LOS ANGELES — A doctor accused of administering ketamine to Matthew Perry in the weeks prior to the “Friends” actor’s fatal overdose has consented to enter a guilty plea, authorities announced Monday.
Dr. Salvador Plasencia is set to plead guilty to four charges of distributing ketamine, as stated by federal prosecutors. This plea deal could result in a maximum prison sentence of 40 years, with Plasencia anticipated to formally enter the plea in the near future.
Plasencia and a woman alleged to be involved in the ketamine trade were the main focus of the legal proceedings, following the agreements of three other defendants, one being another doctor, to plead guilty and assist the authorities.
Plasencia had been scheduled to start trial in August. An email to his attorney seeking comment was not immediately answered.
The “Friends” star Perry was found dead by his assistant on Oct. 28, 2023. The medical examiner ruled that ketamine was the primary cause of death. The actor had been using the drug through his regular doctor in a legal but off-label treatment for depression that has become increasingly common.
Perry, 54, began seeking more ketamine than his doctor would give him.
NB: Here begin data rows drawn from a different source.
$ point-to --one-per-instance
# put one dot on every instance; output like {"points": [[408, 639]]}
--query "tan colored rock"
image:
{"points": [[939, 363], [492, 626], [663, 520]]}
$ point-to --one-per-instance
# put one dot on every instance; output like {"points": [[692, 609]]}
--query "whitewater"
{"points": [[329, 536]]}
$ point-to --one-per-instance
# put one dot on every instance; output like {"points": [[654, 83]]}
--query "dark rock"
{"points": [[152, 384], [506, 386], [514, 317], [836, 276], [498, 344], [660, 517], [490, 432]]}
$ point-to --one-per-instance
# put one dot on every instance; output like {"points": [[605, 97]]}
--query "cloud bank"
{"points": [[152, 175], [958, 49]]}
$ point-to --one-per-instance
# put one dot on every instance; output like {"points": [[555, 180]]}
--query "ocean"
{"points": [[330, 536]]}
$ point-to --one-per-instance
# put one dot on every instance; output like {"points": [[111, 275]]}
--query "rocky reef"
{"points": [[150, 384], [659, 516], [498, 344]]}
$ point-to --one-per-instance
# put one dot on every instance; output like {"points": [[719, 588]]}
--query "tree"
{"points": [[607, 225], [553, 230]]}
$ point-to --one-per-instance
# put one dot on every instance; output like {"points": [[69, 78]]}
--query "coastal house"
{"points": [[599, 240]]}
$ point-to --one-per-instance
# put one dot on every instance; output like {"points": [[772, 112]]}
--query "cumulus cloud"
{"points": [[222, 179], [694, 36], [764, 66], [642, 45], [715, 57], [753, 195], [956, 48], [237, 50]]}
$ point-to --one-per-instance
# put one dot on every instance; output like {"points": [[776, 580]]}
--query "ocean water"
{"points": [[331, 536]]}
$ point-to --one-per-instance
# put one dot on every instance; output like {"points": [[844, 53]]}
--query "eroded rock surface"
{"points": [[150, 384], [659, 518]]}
About a month before the actor’s death, he found Plasencia, a doctor who who in turn allegedly asked the other doctor, Mark Chavez, to obtain the drug for him, according to court filings in the Chavez case.
“I wonder how much this moron will pay,” Plasencia texted Chavez, according to court filings from prosecutors. The two met up the same day in Costa Mesa, halfway between Santa Monica, California, where Plasencia practiced and San Diego, where Chavez practiced, and exchanged at least four vials of ketamine, the filings said.
After selling the drugs to Perry for $4,500, Plasencia allegedly asked Chavez if he could keep supplying them so they could become Perry’s “go-to,” prosecutors said.
While Plasencia is accused of supplying the bulk of Perry’s ketamine in his final weeks, another defendant, Jasmine Sangha, who prosecutors allege was a major ketamine dealer, is alleged to have provided the dose that killed the actor. She is also scheduled to go to trial in August. She has pleaded not guilty — making her the only one of the five people charged in Perry’s death who has not entered a plea agreement.
Perry struggled with addiction for years, dating back to his time on “Friends,” when he became one of the biggest stars of his generation as Chandler Bing. He starred alongside Jennifer Aniston, Courteney Cox, Lisa Kudrow, Matt LeBlanc and David Schwimmer for 10 seasons from 1994 to 2004 on NBC’s megahit.